Ms. Mulvany added that, “The Moline, Illinois-based company’s disappointing results come amid signs that the farm belt’s malaise is deepening.
The U.S. Department of Agriculture said Thursday that soybean exports would stay below their pre-trade war levels until the 2026-2027 season. That followed a report that sales of the oilseed in early January had the worst week ever.
Also with respect to the trade war’s impact, Bloomberg writer Jen Skerritt reported on Saturday that, “After becoming the hot new crop in parts of Canada’s prairies, soybeans are starting to lose their appeal as Donald Trump’s trade war with China drives down prices.
“Soybean acres in Canada are poised to drop for the second straight year as farmers shift acres to more profitable crops. In addition to the price concerns, some growers are also worried that demand for the nation’s supplies will wither if China and the U.S. eventually strike a trade deal.”

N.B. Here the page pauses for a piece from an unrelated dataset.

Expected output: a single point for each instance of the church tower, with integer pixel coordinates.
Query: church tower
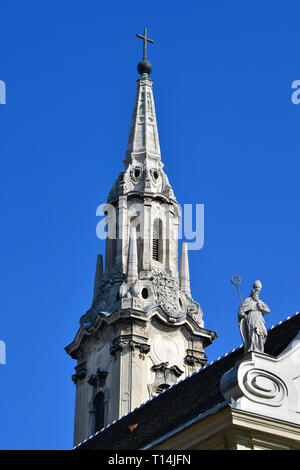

The Bloomberg article noted that, “Canada’s soy acres could tumble 3 percent as farmers shift back into canola, the nation’s agriculture ministry said in a January report.
“Weather problems have also discouraged farmers from soybeans, said David Reimann, a market analyst at Cargill Ltd. in Winnipeg. Dry conditions in parts of Saskatchewan and Alberta for the past two seasons sent yields tumbling, and growers are able to get better returns per acre by planting canola, he said.”